A New Employee Benefit Is Evolving: Financial Wellness

August 20, 2014 (PLANSPONSOR.com) - Employee financial education is moving from a product-driven model to a true planning model.

“When I first started [in this business], there was a model of financial education in which financial planners were focused on capturing assets and the investing strategies for those assets, so the business was focused on those with higher incomes and assets to invest,” noted Linda Robertson, certified financial planner with Financial Finesse, during a webcast hosted by the firm. “Most employees were financially stressed and so they were not targeted for financial planning. They had no help with basic financial and savings habits.”

Robertson pointed out that now regulators and plan sponsors want employees to have unbiased help from people or companies with no sales focus and no hidden agendas. In addition, there is a bigger focus on financial wellness—looking at the basics of budgeting and saving—which encompasses all employee benefits and focuses on positive savings habits to help employees reach all their financial goals.

Liz Davidson, founder and CEO of Financial Finesse, added that employees need different financial lessons (and different benefits and insurance products) at different points in their lives. “We should get employees to a point where they have investable assets, then we can help them decide how to invest,” she said.

According to Robertson, financial wellness is becoming a new employee benefit. She cited an Aon Hewitt study that found 76% of employers indicated they plan to implement financial wellness programs or extend existing programs to more employees. Robertson also said more employer inquiries to Financial Finesse are about total financial wellness programs, rather than just retirement education.

According to Davidson, financial wellness programs are increasingly marketed as an additional employee benefit. Information about the programs are included in all benefits communications—on company Intranet sites and benefits handbooks. “Employers want employees to see it as an important overall component of pay, the culture of the company, and the employer’s concern for them,” she said. The approach to financial wellness and benefits is more personalized now; communications speak to employees about their own financial goals instead of a general “here are all employee benefits and the considerations for choosing them.”  

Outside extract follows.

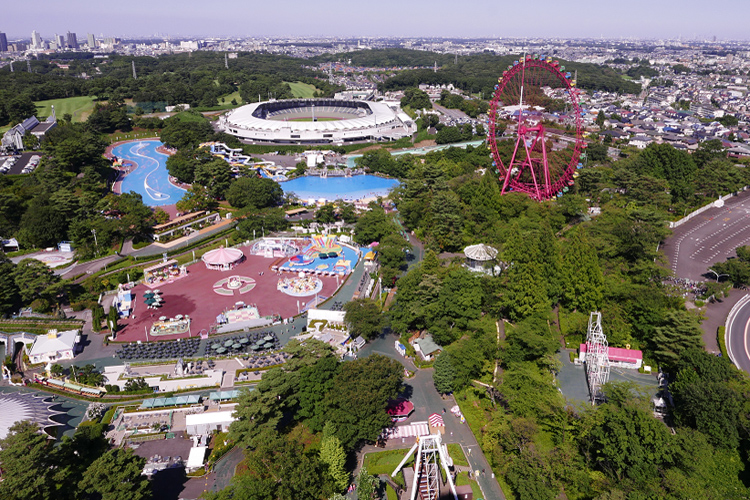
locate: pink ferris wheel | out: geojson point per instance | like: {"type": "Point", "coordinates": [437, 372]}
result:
{"type": "Point", "coordinates": [535, 128]}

Employers are also highlighting how the financial wellness help is unbiased and how it will benefit employees. As a result, according to Davidson, there is a personal connection employees make with employers, and almost 100% appreciation by employees of this benefit.

Financial wellness programs continue to evolve. According to Robertson, in 2011, 54% of Financial Finesse clients used personalized financial coaching, while 46% used group sessions in their financial wellness programs. Last year 71% used personalized coaching and 29% used group sessions. “Technology has helped with this,” she noted.

Financial Finesse offers clients an online financial wellness center for employees. Robertson pointed out employees can use it on their own time. They select priorities for the self-assessment, and the program tells them key vulnerabilities. For example, someone may have serious debt or not have an emergency fund; the program would tell that person actionable next steps to improve their situation, such as to contact creditors to request lower interest rates or how to find room in their budget to set a small amount aside monthly for savings. Thanks to technology, employers can use online tools for their wellness programs, and use web chats and electronic communications to reach employees more easily and at times more convenient for employees, Robertson said.

Financial Finesse can customize its platform for employers, Robertson noted. For example, it can include a link to an employer’s retirement plan website when suggesting an employee start saving, or it could link to other employee benefits. Davidson added that it can list the contact information for employers’ employee assistance programs (EAPs), if credit counseling is recommended.

Davidson said employees get so much information—from employers, banks or credit unions, the Internet—that it is important to make it personalized. “Pull together all benefits and resources to create something relevant and cohesive for employees.”

The Financial Finesse financial wellness platform also aggregates employee assessment data, which can help employers design financial wellness programs, according to Robertson. The tool compiles data about different employee demographics and suggests initiatives based on the most–identified financial issues for employee groups. For example, for employees ages 30 to 44, the main financial focus may be money management or cash flow. The platform may suggest a financial basics workshop or workshop about handling debt for this group. For employees ages 55 and older, the main financial focus may be retirement, so the platform would suggest retirement readiness education.

Davidson gave an example of a time the platform revealed a problem with an employer’s retirement plan benefit. The client’s employees were highly paid, but showed concern about saving for retirement and asset allocation. Financial Finesse discovered the employer had a generous retirement plan, but it was too complicated in design, so the firm helped the employer rethink its plan design.

Robertson said financial wellness programs can help employees maximize the value of their benefits, increases their awareness of their benefits, and in turn, their appreciation of benefits. A key component of a financial wellness program is making sure employees are not selecting benefits in a disjointed way, but are instead selecting them based on overall financial wellness goals. Life-event considerations should be incorporated into the program, added Davidson. For example, if an employee is expecting a child, she can turn to the financial wellness program for a to-do list. It would include adding the baby to health care coverage and increasing health care or day care flexible spending account (FSA) savings, as well as non-benefit related items, such as reevaluating her budget or drawing up a will.

"A financial wellness program starts with employees’ needs and folds in benefits and other resources to help them meet those needs,” Davidson said. “Financial wellness is a process, not an event, that employees can use at various points in their lives or careers.”